Evolutions of microstructure and magnetic properties of heatproof domain-refined silicon steel during annealing and its application

Abstract

Heatproof domain-refined grain-oriented (DRGO) silicon steel is an ideal material for the manufacture of S15-type ultra-high efficiency transformer with three-dimensional wound-core (TDWC). In this paper, the microstructure, grain orientation, and magnetic performance of 23ZDMH80 heatproof silicon steel during stress-relief annealing were investigated by scanning electron microscopy (SEM) and electron backscattered diffraction (EBSD) techniques. Based on heatproof DRGO steel, the Epstein-SST (single sheet tester) conversion factor and equivalent magnetic path length were calculated, and then an ultra-high energy efficiency transformer was developed.
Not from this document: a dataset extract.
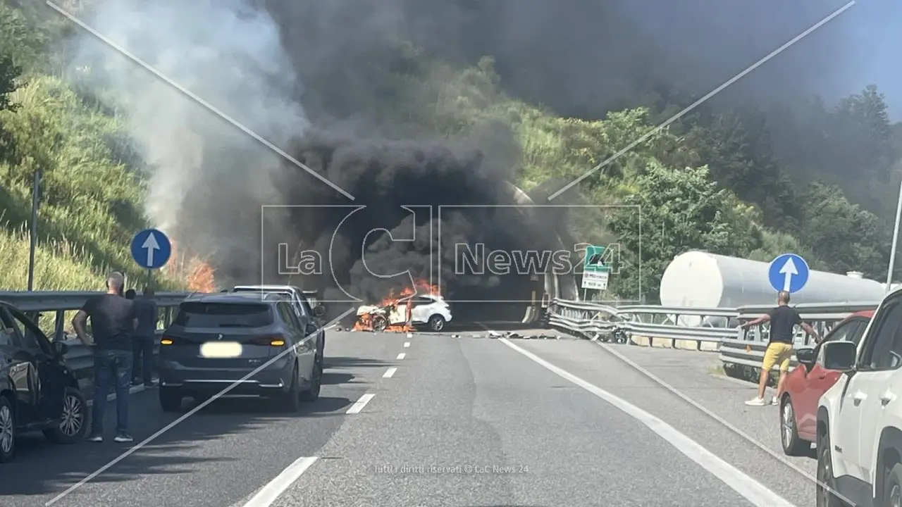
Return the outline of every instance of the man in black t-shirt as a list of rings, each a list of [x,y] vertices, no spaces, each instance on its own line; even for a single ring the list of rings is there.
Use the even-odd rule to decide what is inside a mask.
[[[770,322],[770,339],[768,342],[768,348],[764,351],[761,376],[758,383],[758,397],[746,401],[746,405],[760,407],[768,404],[764,401],[764,392],[768,387],[768,381],[770,379],[770,370],[777,364],[779,364],[780,367],[780,376],[779,380],[777,381],[777,394],[771,399],[770,404],[779,403],[787,372],[789,370],[789,359],[792,358],[793,355],[792,346],[796,335],[796,326],[801,326],[806,333],[815,337],[815,341],[821,341],[817,332],[807,322],[802,320],[802,316],[796,309],[789,306],[789,292],[786,290],[781,290],[777,295],[777,308],[767,315],[742,324],[741,327],[750,327],[765,322]]]
[[[106,276],[106,293],[91,298],[72,319],[81,343],[94,351],[94,411],[92,442],[104,439],[104,412],[111,384],[115,387],[116,442],[131,442],[128,434],[128,395],[132,380],[132,336],[138,325],[133,301],[122,296],[124,277],[113,272]],[[86,332],[91,319],[93,341]]]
Results show that, the average size of micrograins in notched region increased from 42.3 μm to 68.2 μm after annealing at 850 ℃ for 0–8 h. The orientations of micrograins grown on large-size Goss grain included not only the non-〈0 0 1〉 orientations, such as {210} 〈−241〉, {215} < 1–20>, and {1 1 0} < 1–12}, which were harmful to the magnetic properties, but also the favorable {1 0 0} 〈0 0 1〉 and Goss. Correspondingly, the core loss of 5 pairs of Epstein specimens first decreased then increased slowly (the growth rates below 1.2%) during annealing. The Epstein-SST conversion factor δP for 23ZDMH80 heatproof steel was 8.6% (higher than 5.0% the value recommended by IEC standard), and the equivalent magnetic path length was 0.489 m. Finally, the developed 10 kV/400 kVA transformer with TDWC presented ultra low no-load loss of 289 W, load loss of 3072 W, and noise of 35.4 dB, it means significant advantage of energy conservation and environmental protection.